Even if the trial court applied the correct standard, the trial court was required to consider evidence in support of the child's safety and welfare. As the party seeking a temporary order for attorney's fees, Kelly had "the burden of showing that the requested temporary order—e.g., to pay attorney's fees—is necessary for the safety and welfare of the children." Rogers, 370 S.W.3d 443 at 446. For example, in Garza, the evidence showed that, under the terms of the divorce decree, the party seeking the temporary orders had primary responsibility for the children and for the care and upkeep of and the debt on the children's principal home. 153 S.W.3d at 101. In Marcus v. Smith, 313 S.W.3d 408, 418 (Tex. App.—Houston [1st Dist.] 2009, no pet.), the evidence showed the party seeking the temporary orders had primary responsibility for the children and for the child's principal home; and she introduced evidence that she incurred approximately $22,000 in attorney's fees in the underlying suit, would incur at least $10,000 to defend an appeal, and had a "lack of funds" and "still owes [her attorney] money."

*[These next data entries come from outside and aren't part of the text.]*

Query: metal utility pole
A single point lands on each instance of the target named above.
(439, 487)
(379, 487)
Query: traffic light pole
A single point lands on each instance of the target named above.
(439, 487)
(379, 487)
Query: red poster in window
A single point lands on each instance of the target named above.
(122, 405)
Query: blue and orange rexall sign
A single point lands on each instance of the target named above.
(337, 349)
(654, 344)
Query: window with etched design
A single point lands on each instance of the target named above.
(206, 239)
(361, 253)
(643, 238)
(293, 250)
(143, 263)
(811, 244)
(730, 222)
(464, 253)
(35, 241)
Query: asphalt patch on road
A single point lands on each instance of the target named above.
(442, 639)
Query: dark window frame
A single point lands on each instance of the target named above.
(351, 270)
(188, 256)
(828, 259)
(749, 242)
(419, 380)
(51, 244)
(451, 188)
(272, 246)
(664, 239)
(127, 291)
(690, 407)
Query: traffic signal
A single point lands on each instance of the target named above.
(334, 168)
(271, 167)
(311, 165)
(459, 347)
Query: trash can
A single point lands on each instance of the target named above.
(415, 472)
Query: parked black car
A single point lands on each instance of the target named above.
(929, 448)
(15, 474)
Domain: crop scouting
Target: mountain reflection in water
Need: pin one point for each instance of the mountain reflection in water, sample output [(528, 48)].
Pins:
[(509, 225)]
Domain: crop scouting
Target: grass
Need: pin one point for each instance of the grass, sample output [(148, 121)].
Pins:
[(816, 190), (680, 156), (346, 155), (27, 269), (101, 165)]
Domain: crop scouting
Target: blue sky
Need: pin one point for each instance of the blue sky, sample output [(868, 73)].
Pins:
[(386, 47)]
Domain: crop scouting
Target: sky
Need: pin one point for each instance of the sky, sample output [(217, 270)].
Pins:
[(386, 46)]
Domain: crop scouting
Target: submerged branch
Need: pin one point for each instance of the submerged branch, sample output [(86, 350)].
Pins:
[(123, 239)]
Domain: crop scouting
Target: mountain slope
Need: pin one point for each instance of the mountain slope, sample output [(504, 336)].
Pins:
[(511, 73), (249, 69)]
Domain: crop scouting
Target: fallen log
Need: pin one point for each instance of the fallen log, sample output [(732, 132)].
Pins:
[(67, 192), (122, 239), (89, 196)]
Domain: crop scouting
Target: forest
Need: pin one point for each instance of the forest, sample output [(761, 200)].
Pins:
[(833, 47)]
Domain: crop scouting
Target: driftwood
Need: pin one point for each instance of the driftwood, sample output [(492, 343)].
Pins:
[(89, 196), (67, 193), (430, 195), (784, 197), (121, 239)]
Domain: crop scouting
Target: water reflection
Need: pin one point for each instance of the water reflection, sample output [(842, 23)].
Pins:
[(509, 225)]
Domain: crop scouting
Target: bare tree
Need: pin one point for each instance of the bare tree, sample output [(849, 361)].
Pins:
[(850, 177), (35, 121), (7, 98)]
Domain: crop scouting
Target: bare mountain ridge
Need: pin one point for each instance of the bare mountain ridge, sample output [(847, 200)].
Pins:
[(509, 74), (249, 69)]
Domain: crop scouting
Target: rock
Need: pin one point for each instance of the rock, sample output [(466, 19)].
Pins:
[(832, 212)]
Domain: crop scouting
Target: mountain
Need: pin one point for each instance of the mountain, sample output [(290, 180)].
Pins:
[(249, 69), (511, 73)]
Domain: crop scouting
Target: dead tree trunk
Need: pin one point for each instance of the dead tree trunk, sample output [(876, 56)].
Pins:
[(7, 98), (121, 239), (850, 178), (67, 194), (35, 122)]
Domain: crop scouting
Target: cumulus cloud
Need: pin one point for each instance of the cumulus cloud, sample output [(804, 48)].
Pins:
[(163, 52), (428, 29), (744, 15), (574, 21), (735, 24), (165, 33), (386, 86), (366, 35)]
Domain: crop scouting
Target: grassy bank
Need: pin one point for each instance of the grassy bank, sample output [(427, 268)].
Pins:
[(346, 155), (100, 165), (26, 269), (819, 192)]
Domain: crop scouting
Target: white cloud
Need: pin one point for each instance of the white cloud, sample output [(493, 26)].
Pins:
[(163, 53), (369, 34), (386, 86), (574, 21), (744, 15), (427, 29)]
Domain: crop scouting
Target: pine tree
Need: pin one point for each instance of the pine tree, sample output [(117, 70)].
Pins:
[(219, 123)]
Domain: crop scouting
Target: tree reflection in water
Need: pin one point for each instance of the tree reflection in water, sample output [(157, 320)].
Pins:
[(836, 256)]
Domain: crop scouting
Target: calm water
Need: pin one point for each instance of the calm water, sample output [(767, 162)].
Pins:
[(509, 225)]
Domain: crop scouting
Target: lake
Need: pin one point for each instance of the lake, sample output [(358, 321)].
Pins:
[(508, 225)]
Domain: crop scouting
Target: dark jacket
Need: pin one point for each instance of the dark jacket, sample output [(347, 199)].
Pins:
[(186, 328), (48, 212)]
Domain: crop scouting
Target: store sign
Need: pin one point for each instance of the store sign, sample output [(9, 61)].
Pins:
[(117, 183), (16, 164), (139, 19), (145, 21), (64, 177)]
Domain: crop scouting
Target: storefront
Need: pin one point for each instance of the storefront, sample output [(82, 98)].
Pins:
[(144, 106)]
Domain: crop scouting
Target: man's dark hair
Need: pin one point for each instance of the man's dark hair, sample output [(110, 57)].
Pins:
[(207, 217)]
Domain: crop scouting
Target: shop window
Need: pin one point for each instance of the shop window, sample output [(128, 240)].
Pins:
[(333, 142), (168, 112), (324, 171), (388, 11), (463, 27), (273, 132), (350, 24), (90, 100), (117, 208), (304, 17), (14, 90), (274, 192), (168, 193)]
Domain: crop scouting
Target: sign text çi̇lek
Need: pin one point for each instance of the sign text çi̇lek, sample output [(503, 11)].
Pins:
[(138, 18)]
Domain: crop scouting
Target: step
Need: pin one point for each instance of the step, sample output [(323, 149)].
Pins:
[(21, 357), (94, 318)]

Here, the trial court did not hear testimony from any witness and no other evidence was introduced. Only the attorneys presented arguments. "Motions and arguments of counsel are not evidence." McCain v. NME Hosps., Inc., 856 S.W.2d 751, 757 (Tex. App.—Dallas 1993, no writ); see also In the Int. of A.E., 04-18-00731-CV, 2019 WL 286094, at *2 (Tex. App.—San Antonio Jan. 25, 2019, no pet.) (mem. op.) (noting, "statements made by the children's attorney ad litem during closing argument are not evidence"). Because the trial court heard no evidence relevant to whether the temporary orders were "necessary to preserve and protect the safety and welfare of the child during the pendency of" relator's appeal, the trial court abused its discretion by ordering relator to pay Kelly $5,000 in attorney's fees pending the appeal. See TEX. FAM. CODE § 109.001(a); see In re Payne, 03-17-00757-CV, 2018 WL 1630933, at *3 (Tex. App.—Austin Apr. 5, 2018, orig. proceeding) (mem. op.) (party requesting fees "failed to show that payment of the requested attorney's fees was necessary for the safety and welfare of the children"); Wiese, 2015 WL 4907030, at *2 ("Section 109.001 does not authorize a trial court to award appellate attorney's fees solely on the ground that there is a disparity in income between the parties."); Rogers, 370 S.W.3d at 447 ("there is simply no evidence in the record that supports the conclusion that an award of interim attorney's fees would have an effect on the safety and welfare of the Rogers children"); Saxton, 864 S.W.2d at 736 (trial court improperly based its order "on an asserted need to facilitate further discovery, to 'level the playing field' in the suit").
We conditionally grant relator's petition for writ of mandamus and direct the trial court to vacate its April 1, 2019 Order on Motion For Temporary Orders Pending Appeal. The writ will issue only in the event the trial court fails to comply within fifteen days from the date of this opinion.